Animal Use Protocol asks: what if we put a happy little rat on Half Life 2’s gravity gun and gave it to a chimpanzee?



When they’re not doing environmental art for projects like Wasteland 3, The Brotherhood have a history making enticingly odd games. Sin very nearly liked Stasis: Bone Totem, landing positive despite giving up after several hours. That’s also my experience with Beautiful Desolation – an isometric RPG I got a real kick out of the art for before also stopping one day and just accidentally never playing it again.
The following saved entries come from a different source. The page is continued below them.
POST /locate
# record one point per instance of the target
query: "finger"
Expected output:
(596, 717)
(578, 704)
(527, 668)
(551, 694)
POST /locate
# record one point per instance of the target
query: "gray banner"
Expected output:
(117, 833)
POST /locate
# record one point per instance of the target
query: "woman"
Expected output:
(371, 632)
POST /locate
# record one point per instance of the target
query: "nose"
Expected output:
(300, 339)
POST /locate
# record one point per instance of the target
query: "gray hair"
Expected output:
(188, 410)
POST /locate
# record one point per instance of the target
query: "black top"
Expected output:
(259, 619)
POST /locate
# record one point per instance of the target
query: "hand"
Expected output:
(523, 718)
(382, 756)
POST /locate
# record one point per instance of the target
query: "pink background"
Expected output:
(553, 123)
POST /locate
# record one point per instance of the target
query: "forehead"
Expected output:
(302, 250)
This might be a coincidence, but whatever else can be said about these projects, one thing is for certain: when compared to upcoming horror FPS Animal Use Protocol, they both featured considerably less monke.
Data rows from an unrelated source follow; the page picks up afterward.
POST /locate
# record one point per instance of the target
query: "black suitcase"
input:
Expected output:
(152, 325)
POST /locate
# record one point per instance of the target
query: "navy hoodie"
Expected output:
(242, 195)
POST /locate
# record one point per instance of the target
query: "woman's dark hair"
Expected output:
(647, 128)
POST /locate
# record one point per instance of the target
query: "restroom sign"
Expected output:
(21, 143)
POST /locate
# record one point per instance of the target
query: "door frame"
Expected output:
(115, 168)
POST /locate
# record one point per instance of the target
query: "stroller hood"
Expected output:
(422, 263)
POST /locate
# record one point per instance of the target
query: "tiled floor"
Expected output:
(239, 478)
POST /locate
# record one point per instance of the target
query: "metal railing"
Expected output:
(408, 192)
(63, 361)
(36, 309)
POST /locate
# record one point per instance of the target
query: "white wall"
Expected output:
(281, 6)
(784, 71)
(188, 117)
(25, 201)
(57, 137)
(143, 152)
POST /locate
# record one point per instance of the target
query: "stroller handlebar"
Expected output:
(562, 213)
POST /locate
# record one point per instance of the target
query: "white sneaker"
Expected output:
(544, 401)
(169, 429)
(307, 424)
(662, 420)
The Steam page describes it as a “first-person, narrative-focused survival horror” (you’ve got a bad thing chasing you, one of those), but I also would have accepted “Grimdark Ape Out”, which sound facetious but is actually one heck of a sell. Your very smart monke, Penn, is escaping from a lab with a bunch of other test animals, including a little rat mate named Trip who lives on your gravity gun and does a little jump whenever you fire it.

The trailer shows off a similar sort of grimy, unnerving tech to Brotherhood’s previous games. This is good. It also does that horror game trailer thing where it has a bunch of kids singing the Barney The Dinosaur theme really slowly. This is bad and stupid. It’s got a massive tortoise in it. It also contains potassium benzoate etc. Most bad-ly of all, it’s not actually out until 2026. So why am I writing about it now?!

Monke.

Or Chimp, I suppose, although if you were about to type a comment along those lines, I would first suggest you make sure you know your phylum and genus from your ligma. Feel free to ask about that last one. Here are some more deets:

In this 3D first-person, narrative-focused survival horror game, you play as Penn, a hyper-intelligent chimpanzee leading the desperate escape of lab animals from a nightmarish facility, where every corner hides new terror. Armed only with your wits, a gravity manipulation tool, and accompanied by your scrappy rat companion Trip, you’ll stealthily navigate the dystopian Anchorage Station, relentlessly stalked by a monstrous chimera of experiments gone wrong.

There is, by the looks of it, also no arachnophobia toggle.